Wait until next time on stimulus pullback

The Federal Reserve’s policy-setting Open Market Committee met this week. It surprised both financial markets and many pundits by sticking with its established pattern of expanding total reserves in the banking system by purchasing U.S. Treasury bonds and mortgage-backed securities. The immediate response of stock markets, which had sagged a bit in anticipation of the Fed beginning to taper off this policy, was to rise sharply.

My personal opinion is that this was the correct decision for now, but any marginal benefit to the economy from the Fed’s unprecedented low interest rate policy is diminishing. This week’s decision kicks the knottiest policy questions down the road. The Fed will tighten eventually; that is a certainty. The questions of when, in response to what criteria and under what circumstances, remain unanswered.

Time is slipping away. As of the end of the meeting, chairman Ben Bernanke has 135 days and three more open market meetings left before his monetary coach turns into a pumpkin. If the committee does not alter course by then, a new chairman will be juggling a hot potato from the start.

To understand all this, start by reviewing basics of what a central bank like the Fed can do. People commonly perceive that “the Fed sets interest rates.” Those who had some econ might say “the Fed controls interest rates and the money supply.” But neither is really correct.

The Fed has direct control over only one thing, the total amount of reserves in the banking system. Reserves are funds that banks have, largely from deposits, that are not lent out or invested in financial securities.

These reserves fall into two categories. “Required reserves” are the fraction of deposits that by law may not be lent out, but rather must be kept as cash in the bank itself or in a “reserve account” with a Fed District Bank like Minneapolis or Kansas City. These reserves are a safety measure, a liquidity cushion to ensure that the bank always will have available cash to give to any depositor wishing to make a withdrawal.

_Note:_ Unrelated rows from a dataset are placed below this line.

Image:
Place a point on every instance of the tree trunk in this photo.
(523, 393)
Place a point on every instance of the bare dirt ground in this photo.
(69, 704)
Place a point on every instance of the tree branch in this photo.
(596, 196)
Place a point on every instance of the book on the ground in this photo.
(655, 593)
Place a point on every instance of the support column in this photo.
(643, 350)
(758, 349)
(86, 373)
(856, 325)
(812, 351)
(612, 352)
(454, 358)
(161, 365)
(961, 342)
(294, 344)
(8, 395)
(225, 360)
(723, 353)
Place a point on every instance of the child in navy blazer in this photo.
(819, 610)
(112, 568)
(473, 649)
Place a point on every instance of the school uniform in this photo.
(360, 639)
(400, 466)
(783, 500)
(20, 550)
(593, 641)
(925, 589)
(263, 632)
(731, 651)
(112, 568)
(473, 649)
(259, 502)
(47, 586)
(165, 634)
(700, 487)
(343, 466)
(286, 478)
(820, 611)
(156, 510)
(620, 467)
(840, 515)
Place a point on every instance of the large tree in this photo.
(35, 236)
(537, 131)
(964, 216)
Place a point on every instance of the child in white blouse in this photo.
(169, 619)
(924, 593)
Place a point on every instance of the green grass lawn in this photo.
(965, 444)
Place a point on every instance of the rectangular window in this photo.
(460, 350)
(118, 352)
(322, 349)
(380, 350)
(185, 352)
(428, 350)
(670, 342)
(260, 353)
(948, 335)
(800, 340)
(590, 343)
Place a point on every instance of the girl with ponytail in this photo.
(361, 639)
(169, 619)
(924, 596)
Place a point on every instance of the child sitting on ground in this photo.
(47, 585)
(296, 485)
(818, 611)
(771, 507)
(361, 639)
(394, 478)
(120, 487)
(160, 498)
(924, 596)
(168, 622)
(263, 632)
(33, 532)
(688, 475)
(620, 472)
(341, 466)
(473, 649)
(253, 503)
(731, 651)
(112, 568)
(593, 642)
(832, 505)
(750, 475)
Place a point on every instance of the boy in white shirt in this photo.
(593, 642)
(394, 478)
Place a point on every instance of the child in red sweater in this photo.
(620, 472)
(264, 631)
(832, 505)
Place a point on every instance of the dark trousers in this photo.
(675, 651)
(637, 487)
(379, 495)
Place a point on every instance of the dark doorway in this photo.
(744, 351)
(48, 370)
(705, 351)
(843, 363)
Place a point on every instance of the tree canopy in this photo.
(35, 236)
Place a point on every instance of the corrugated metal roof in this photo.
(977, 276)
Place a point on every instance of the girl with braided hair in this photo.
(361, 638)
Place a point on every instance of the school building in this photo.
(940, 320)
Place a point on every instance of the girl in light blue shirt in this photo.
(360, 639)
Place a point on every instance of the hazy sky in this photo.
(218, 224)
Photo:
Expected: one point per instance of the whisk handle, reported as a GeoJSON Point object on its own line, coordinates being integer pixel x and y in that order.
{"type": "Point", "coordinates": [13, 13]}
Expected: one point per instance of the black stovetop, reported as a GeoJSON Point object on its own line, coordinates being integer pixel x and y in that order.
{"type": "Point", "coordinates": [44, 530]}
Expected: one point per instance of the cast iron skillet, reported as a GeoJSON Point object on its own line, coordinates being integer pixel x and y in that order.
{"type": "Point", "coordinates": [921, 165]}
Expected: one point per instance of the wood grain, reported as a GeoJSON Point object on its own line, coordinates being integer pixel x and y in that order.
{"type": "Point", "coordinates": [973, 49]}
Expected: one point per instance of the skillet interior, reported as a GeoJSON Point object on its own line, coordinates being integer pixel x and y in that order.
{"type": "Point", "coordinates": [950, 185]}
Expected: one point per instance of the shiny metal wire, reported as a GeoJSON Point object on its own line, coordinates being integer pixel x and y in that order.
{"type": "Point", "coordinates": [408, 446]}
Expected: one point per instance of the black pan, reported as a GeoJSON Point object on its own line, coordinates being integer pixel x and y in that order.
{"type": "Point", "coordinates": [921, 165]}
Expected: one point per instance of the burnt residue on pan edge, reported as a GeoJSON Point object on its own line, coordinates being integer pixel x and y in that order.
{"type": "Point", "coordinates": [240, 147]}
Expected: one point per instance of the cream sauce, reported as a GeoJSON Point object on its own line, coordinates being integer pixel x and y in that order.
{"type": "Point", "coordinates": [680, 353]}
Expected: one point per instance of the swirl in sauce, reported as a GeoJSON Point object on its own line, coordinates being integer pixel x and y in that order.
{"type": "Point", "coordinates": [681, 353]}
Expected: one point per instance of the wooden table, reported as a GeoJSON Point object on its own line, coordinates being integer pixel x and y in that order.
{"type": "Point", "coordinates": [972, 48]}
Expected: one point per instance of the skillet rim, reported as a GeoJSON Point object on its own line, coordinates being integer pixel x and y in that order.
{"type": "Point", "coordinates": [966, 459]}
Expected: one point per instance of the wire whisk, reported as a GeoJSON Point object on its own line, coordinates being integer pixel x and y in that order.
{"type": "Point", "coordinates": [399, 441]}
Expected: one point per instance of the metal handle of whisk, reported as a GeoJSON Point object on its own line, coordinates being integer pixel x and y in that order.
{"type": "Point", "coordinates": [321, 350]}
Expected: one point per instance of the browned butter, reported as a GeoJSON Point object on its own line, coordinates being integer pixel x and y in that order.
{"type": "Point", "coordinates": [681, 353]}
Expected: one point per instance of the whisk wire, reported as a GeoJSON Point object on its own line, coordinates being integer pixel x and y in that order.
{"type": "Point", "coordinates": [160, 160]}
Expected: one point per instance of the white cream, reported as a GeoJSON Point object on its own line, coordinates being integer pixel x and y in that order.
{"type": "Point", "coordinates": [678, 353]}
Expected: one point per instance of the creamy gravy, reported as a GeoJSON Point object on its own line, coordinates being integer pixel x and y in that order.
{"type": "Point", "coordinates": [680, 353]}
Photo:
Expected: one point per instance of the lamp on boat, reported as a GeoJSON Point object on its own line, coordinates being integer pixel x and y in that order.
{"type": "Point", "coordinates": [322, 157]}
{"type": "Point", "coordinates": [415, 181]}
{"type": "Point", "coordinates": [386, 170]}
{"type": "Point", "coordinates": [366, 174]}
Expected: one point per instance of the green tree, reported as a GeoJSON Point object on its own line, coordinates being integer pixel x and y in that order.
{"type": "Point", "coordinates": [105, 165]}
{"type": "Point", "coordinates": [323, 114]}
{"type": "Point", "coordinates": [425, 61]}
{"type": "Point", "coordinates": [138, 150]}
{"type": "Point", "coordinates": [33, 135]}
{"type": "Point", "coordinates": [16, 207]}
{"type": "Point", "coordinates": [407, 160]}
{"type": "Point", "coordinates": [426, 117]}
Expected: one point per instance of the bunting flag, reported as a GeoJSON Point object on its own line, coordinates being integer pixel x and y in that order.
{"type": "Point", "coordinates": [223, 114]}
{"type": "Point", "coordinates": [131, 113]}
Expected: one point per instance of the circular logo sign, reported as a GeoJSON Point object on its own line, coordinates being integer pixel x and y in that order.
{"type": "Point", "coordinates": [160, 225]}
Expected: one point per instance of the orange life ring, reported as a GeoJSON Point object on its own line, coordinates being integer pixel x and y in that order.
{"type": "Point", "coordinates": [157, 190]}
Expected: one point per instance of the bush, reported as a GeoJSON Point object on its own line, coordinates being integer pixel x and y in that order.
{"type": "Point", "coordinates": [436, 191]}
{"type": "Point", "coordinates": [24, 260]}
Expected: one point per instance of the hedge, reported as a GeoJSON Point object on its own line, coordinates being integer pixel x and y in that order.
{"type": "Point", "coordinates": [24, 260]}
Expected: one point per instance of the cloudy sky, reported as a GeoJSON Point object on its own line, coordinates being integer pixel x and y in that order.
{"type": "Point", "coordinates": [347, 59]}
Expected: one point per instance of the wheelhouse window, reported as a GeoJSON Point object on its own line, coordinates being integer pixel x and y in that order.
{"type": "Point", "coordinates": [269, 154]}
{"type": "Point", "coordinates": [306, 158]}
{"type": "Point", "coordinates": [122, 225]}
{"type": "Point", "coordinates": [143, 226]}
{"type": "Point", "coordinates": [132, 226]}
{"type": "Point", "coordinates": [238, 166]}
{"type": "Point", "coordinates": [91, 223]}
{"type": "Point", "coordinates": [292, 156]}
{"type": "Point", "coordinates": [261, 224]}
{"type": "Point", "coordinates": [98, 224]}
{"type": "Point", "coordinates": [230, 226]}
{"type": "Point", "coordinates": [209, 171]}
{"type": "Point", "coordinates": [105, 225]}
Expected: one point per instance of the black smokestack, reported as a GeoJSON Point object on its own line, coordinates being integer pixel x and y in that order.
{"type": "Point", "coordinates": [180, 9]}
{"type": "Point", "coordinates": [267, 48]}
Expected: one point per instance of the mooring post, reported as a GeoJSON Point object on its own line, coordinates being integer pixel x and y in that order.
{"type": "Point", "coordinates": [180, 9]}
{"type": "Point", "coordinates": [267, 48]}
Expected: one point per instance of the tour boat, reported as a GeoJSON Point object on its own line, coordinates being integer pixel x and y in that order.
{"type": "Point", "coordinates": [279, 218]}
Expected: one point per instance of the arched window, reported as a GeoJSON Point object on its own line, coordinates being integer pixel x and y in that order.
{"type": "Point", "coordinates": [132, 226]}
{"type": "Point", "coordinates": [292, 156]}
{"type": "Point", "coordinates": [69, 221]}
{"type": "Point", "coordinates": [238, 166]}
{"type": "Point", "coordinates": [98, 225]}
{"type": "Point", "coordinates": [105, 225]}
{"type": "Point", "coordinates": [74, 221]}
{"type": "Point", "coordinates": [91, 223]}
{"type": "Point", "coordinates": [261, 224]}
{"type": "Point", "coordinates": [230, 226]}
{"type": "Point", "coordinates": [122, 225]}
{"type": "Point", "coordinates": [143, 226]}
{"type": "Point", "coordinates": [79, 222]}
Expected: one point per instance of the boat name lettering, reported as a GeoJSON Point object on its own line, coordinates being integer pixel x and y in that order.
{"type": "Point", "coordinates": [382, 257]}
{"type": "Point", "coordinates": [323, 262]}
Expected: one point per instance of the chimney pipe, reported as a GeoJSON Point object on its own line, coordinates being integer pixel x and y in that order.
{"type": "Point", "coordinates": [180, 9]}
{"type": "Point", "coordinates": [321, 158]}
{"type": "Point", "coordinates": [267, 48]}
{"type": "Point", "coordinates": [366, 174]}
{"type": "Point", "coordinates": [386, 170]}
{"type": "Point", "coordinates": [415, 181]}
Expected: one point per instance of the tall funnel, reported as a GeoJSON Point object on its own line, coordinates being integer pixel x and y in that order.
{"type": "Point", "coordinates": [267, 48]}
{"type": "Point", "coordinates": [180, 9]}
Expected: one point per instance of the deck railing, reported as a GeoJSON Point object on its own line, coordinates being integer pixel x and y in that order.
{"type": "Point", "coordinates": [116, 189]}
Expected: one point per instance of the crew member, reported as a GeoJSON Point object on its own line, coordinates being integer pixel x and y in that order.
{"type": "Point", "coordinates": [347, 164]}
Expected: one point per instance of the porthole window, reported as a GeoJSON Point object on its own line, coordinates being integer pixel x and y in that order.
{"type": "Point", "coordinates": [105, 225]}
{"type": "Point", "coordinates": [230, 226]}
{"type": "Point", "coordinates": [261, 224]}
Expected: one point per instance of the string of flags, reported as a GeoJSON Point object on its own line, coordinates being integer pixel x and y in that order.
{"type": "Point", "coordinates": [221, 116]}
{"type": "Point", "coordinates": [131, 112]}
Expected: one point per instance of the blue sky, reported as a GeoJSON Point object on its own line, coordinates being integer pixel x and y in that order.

“Excess reserves” are any reserves above this minimum required. These are kept when a bank decides it wants an additional cushion above the legal minimum or does not see any safe and profitable way to lend or invest the funds.

Excess reserves also are kept at the Fed. One recent complication is that while the Fed paid no interest on reserve accounts for 90 years, it does now. In other words, banks now effectively have the option of lending money back to the Fed, rather than to business or household borrowers, and the interest rate the Fed offers influences that decision.

All reserves in the system, plus currency in circulation, add up to the “monetary base.” And this “monetary base” historically is closely related to the “money supply,” which is the sum of currency and all bank deposits.

This money supply, in interaction with the demand for money for various purposes, is what determines interest rates. Importantly, over the long run, growth of the money supply relative to the overall economy is what drives the changes in the general price level that we call inflation or deflation. So the Fed does not “control” either the money supply or interest rates in a strict sense.

Observers talk about the Fed changing interest rates, loaning money to banks, increasing the money supply or purchasing bonds as if these were completely separate tools. But these all boil down to changing the level of reserves via slightly different means.

When established a century ago, the idea was that the Fed would provide “a flexible currency” by loaning money directly to banks that needed loanable funds and that would put up collateral. These “discount window loans” would be repaid when retail loan demand slackened.

The Fed still does make such loans, but they are minor, except in emergencies such as the weeks after 9/11 or many months after the financial crisis began to unfold in October, 2008. Such loans were ignorantly portrayed by some as “gifts,” to banks, but they were loans that now are almost entirely paid off.

The Fed can vary such loaning by increasing or decreasing the interest rates it charges. And it can announce changes in its target for very short-term interest rates. That is the purview of the open market committee and an announcement to change or not is the usual outcome of a meeting.

However, the open market committee can announce any darned target it wants, but interest rates will change only if the Fed varies the quantity of bank reserves. It does so by purchasing or selling bonds “on the open market,” along with any other private buyer or seller of bonds. That is why the committee that directs such purchases is called the “Open-Market Committee.”

When it buys bonds, it pays for them by just creating new bank reserves out of thin air. And when it sells them, reserves are destroyed. (For more details, read any introductory macro text.)

When the Fed began to buy bonds in unprecedented quantities as the financial crisis unfolded, some reporters described this as unprecedented. But the Fed had been doing this for 90 years. If not, how did it come to own some $700 billion of bonds at the start of the crisis?

The only difference was the scale of purchases and the fact that buying continued even after short-term interest rates hit zero.

What businesses and households expect for the future is increasingly recognized as important in determining their willingness to change current investment or consumption, so making statements about what it will do in the future is now thought important for the Fed. Hence the current enormous emphasis on open market committee statements and comments by its voting members. But such “future guidance” depends on belief that it will actually be able to do what it promises.

The Fed has increased reserves at an unprecedented rate for five years. Real interest rates have been at historic lows. It says it can unwind this stance as the economy strengthens, without slowing it down or letting inflation break out. There is much division among economists as to whether and how this can be done. What it did Wednesday is delay the start for six weeks.